More than a month ago, the country’s largest mortgage lender HDFC Ltd sold Rs 7,000 worth of bonds offering 6 percent with a maturity of five years. Axis is believed to have subscribed to part of the problem.
Individual banks did not respond to an ET request. Axis Bank declined to comment.
“According to the latest data, RBI may not raise rates in the near future to support the recovery,” said Debendra Dash, senior vice president of AU Small Finance Bank. “Creditworthy companies raise funds through bonds, which are cheaper than loans.
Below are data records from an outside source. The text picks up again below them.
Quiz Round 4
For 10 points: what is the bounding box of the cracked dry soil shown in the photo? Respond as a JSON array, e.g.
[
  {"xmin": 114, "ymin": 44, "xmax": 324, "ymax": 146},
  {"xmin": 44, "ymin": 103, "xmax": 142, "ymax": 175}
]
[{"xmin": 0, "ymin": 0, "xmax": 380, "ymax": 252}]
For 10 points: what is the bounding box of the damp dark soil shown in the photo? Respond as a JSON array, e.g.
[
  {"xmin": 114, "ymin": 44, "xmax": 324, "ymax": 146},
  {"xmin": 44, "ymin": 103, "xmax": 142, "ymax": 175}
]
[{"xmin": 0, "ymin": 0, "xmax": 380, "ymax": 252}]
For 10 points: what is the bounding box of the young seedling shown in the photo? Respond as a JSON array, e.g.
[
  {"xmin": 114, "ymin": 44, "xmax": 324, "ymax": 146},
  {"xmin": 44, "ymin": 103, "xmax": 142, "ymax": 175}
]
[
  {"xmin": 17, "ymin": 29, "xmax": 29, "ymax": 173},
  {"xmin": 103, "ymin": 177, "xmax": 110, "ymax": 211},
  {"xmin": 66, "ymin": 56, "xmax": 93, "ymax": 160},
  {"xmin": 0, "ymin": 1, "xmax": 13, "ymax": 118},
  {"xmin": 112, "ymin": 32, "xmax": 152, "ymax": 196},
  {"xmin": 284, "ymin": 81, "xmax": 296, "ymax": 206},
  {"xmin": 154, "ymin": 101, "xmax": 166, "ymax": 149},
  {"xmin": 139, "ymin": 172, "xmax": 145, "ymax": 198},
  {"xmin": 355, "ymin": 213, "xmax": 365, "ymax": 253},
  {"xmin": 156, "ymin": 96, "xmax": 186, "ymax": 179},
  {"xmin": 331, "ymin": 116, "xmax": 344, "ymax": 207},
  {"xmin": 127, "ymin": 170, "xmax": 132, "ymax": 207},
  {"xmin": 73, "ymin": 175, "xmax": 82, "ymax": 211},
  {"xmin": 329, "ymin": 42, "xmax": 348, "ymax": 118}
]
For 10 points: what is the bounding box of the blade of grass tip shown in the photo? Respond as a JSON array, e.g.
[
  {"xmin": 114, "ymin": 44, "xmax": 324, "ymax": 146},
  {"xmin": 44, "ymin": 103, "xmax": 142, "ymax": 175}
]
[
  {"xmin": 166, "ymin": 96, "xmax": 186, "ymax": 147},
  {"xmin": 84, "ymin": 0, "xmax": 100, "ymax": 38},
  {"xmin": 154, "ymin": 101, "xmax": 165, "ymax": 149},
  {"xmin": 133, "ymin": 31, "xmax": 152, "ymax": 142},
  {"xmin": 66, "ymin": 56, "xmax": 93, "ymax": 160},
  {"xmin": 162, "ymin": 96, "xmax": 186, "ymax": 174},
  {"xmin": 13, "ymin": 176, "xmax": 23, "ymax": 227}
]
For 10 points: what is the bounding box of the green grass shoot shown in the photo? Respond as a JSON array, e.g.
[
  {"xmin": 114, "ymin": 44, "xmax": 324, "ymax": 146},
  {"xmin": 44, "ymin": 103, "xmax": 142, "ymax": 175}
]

This makes sense for banks investing in such securities, since their yield is at least higher than that of government securities. ”
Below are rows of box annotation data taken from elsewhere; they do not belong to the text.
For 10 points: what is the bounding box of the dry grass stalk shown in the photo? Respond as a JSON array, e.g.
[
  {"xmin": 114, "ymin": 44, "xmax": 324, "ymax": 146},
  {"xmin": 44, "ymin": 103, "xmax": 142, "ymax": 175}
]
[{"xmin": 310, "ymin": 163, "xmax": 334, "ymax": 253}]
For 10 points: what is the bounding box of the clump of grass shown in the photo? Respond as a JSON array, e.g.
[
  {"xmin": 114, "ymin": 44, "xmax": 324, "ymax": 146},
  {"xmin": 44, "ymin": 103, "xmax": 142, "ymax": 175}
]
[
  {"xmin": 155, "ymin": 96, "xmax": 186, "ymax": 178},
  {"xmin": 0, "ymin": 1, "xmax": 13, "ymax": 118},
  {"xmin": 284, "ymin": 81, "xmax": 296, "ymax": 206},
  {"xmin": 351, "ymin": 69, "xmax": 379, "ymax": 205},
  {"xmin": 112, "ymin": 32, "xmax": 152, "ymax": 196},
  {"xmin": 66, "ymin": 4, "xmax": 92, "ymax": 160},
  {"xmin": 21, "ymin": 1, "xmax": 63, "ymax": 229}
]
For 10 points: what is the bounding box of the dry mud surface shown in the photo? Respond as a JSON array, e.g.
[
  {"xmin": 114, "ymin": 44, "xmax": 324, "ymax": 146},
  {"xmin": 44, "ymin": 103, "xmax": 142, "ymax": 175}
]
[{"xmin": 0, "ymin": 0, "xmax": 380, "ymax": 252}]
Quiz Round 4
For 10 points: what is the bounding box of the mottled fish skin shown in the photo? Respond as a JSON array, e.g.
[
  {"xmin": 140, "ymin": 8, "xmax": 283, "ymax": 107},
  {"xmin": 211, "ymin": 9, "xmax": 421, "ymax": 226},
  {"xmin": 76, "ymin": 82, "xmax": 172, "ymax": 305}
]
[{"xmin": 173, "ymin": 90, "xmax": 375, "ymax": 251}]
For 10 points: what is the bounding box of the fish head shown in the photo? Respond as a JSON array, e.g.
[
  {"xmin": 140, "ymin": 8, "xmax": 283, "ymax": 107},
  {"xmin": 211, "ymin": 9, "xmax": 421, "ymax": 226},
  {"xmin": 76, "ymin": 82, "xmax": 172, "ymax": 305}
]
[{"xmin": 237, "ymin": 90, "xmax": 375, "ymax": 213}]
“Any highly rated securities can become a good alternative to large-scale credit expansion, which is hardly possible to see now,” he said.
Banks rushed to pick up the bonds sold
The top-rated government-backed company raised about Rs 3200 crore in long-term securities about two weeks ago. Bonds with a maturity of 6-15 years were offered in the amount of 6.35-7.11 percent.
Coastal Gujrat Power, a wholly owned subsidiary of Tata Power, got a lot of attention when it raised Rs 570 crore, offering 5.70% with a three-year maturity. It has an AA rating with improved creditworthiness.
These bond sales took place from late April to late June. The rates of bond issue slowed down in July, and on some working days not a single transaction was registered on the primary market.
Banks increased their loans by 6.1% year on year in the two weeks ended July 3, even as deposit growth slowed, the latest data from the Reserve Bank of India showed. Loan size increased by 5.8 percent in June amid sluggish business activity. In normal times, loan growth rates are higher than these levels.